An article came out recently that talked about using U.S. Bureau of Labor Statistics information to compare salaries across location. According to the article, nurses get paid the most in San Jose, CA. Correctional officers make the most in Vineland, NJ.
"Well, sure they get paid a lot in San Jose--it costs a lot to live there," you might be saying. (You might also be saying, "What are you doing blogging on a Sunday?" or "Go Tigers!") Yes, this is true, and it's what I thought too. But surely there must be a way to compare jobs across the country taking cost of living into account...So I proceeded to attempt to find a tool to do just that...and failed.
So I started thinking...
What would you need to do to figure this out? Well, first you'd need salary information by occupation by geographic region. Fine, the BLS has data we can use to do that (click on "Metropolitan Area Cross-Industry Estimates"). And because we're smart cookies , we'll use median annual salary rather than mean because medians give a better picture of the "typical" number.

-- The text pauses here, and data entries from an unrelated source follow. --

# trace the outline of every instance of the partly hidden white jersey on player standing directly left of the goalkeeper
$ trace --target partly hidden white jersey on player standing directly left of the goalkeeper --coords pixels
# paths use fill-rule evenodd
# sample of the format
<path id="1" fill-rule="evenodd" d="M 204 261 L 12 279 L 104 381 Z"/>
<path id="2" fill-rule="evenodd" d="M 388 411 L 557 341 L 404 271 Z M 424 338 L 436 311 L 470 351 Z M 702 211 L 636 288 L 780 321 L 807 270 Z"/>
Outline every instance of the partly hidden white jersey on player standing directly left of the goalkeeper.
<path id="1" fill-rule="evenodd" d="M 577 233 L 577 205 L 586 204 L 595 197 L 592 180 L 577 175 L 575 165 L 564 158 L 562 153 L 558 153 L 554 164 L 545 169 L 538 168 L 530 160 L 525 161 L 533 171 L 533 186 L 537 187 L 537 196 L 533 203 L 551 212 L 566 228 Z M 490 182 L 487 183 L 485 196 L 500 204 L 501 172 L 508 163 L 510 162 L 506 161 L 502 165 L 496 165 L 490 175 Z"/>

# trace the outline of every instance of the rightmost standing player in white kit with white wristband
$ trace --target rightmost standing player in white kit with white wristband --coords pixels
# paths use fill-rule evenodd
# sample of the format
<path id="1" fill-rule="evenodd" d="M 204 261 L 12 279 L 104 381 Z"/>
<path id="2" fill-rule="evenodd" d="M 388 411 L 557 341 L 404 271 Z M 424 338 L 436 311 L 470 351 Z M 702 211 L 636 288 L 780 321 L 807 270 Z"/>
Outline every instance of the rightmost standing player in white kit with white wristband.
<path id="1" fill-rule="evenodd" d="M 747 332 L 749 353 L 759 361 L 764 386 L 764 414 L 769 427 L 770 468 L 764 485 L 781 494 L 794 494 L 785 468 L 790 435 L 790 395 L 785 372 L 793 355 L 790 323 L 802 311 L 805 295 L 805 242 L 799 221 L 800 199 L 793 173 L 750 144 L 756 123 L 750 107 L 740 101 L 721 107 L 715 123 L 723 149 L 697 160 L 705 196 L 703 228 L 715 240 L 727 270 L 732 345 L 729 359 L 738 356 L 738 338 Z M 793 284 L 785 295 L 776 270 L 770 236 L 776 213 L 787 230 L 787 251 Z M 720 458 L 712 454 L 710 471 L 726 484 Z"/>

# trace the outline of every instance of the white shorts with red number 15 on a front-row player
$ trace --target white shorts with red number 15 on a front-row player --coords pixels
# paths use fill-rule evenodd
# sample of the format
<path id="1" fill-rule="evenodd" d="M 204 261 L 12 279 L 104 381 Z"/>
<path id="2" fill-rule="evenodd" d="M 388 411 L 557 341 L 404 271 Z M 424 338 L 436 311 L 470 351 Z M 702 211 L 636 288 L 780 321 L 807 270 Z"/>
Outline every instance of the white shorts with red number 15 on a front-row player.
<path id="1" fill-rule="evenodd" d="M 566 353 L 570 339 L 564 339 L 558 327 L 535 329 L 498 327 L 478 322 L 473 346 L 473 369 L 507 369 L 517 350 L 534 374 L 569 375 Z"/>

Next, we need cost of living data. You can get this from several places, including Yahoo, but I prefer Sperling's Best Places which offers all kinds of nifty information broken out by city.
Now all we need to do it match them up. Here's where our first challenge comes in. Cost of living data is broken down by city, salary data by metropolitan area. So what I did was average (and here I used the mean) the cities that make up that metropolitan area. No, it's not perfect, but it'll do.

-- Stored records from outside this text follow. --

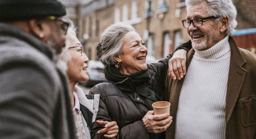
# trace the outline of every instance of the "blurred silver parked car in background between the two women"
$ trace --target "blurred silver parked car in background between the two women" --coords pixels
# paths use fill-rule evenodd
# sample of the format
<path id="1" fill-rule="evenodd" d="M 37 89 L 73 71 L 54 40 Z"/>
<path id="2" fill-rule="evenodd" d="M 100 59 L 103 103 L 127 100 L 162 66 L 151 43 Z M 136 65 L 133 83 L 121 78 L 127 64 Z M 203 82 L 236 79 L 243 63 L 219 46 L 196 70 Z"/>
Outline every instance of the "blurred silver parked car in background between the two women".
<path id="1" fill-rule="evenodd" d="M 88 62 L 88 82 L 82 82 L 83 86 L 94 86 L 98 83 L 105 82 L 106 78 L 103 73 L 104 65 L 100 61 L 89 60 Z"/>

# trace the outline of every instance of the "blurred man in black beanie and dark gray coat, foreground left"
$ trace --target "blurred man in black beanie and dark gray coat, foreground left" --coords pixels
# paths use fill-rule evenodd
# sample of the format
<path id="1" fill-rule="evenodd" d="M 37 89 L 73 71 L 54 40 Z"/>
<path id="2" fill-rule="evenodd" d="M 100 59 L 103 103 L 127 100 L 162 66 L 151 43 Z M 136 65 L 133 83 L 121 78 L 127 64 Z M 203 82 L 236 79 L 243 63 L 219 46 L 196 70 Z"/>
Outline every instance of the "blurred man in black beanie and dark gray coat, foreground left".
<path id="1" fill-rule="evenodd" d="M 69 26 L 65 14 L 56 0 L 0 1 L 1 139 L 75 138 L 58 58 Z"/>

Second challenge: how do we use these numbers? There are lots of ways, but as I always say, when in doubt, divide something by something else. In this case, I divided median annual salary by cost of living. This gives us some sense of the "true" salary when compared to where the job is. The higher the cost of living, the lower the number.

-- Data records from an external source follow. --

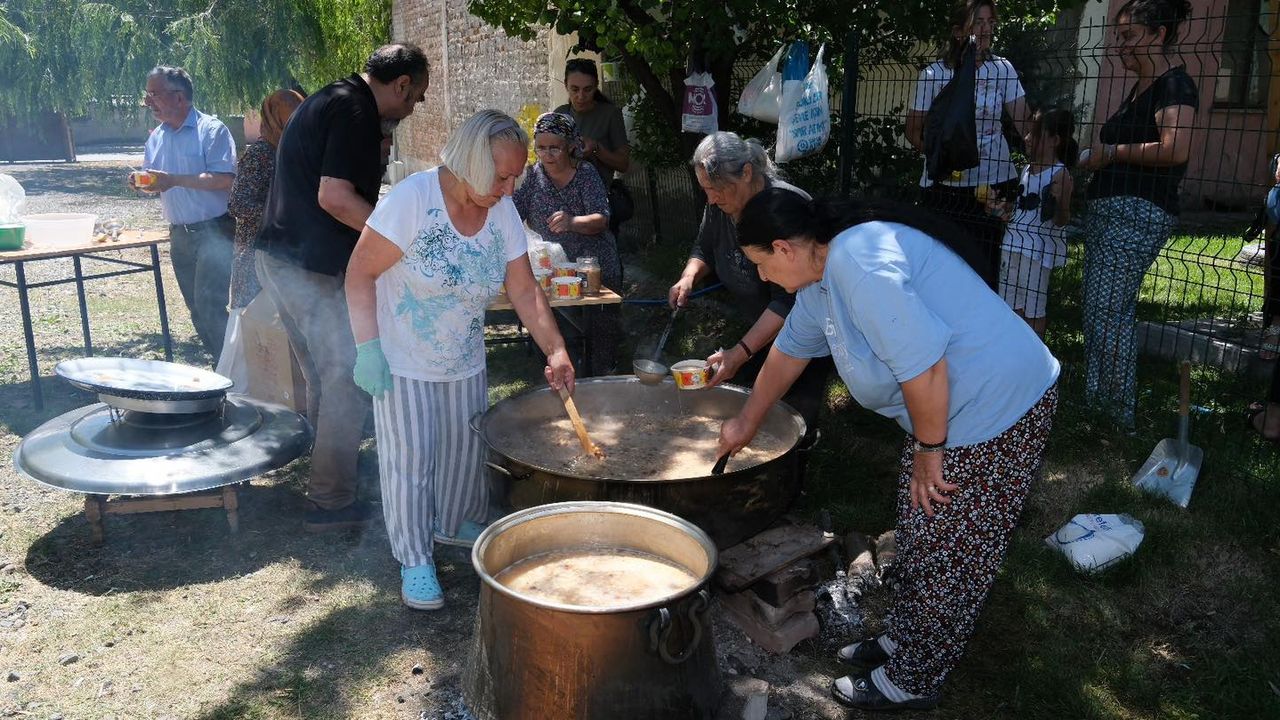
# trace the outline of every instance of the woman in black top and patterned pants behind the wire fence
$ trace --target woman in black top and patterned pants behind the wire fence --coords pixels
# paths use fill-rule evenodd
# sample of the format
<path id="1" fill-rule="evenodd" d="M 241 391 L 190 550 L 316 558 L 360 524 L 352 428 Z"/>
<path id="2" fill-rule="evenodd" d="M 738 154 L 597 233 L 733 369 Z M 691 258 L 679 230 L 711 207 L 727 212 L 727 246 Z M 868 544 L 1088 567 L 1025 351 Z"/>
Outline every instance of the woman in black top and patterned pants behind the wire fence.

So what happens when we do this? Well, first of all, we wonder why someone hasn't done this before. But then, we do a sample job to see how this all works out. For my example I chose (purely at random) "Human Resources, Training, and Labor Relation Specialists." Let's start with how BLS displays the salary data. When we look at the BLS results, and these are available for all occupational groups , we see that salary is highest in these locations:
1. Framingham, MA ($80,070 mean annual wage)
2. Bridgeport-Stamford-Norwalk, CT ($76,200)
3. San Francisco-San Mateo-Redwood City, CA ($71,900)
4. Durham, NC ($69,260)
5. Wilmington, DE ($68, 210)
What happens if we use medians? Pretty much the same results, except the #5 spot goes to Hartford, CT and Wilmington slips to #7. Must be some HR specialists in Wilmington making bank.
Finally, what happens when we adjust median salary for cost of living? Let's call that the Bryan Index. Here are our top contenders (which I limited to approximately the 30 top salary cities--this stuff is time consuming, after all):
1. Niles-Benton Harbor, MI (median salary $63,150, Bryan Index of 842)
2. Durham, NC ($69,260 and 700)
3. Kennewick-Richland-Pasco, WA ($60,390 and 647)
4. Longview, WA ($62,750 and 644)
5. Wilmington, DE ($68,210 and 640)
So Durham and Wilmington hang in there--they have a good combination of high salary and relatively low cost of living. But the list has three new contenders, who are there because their cost of living is so competitive. Framingham drops to #10 due to its high cost of living.
This type of information is very useful, in many ways. Aside from being a great source of salary survey data, they help us answer this question: Are folks really underpaid or is that just the perception? Not to mention: Wow, we pay pretty well all things considered--are we doing anything with that information, like, I dunno, advertising it?
This is usually where someone says, "Hey Bryan, there is something that does this. Just go to www.youdidntgooglehardenough.com" Oh well. I had fun with statistics.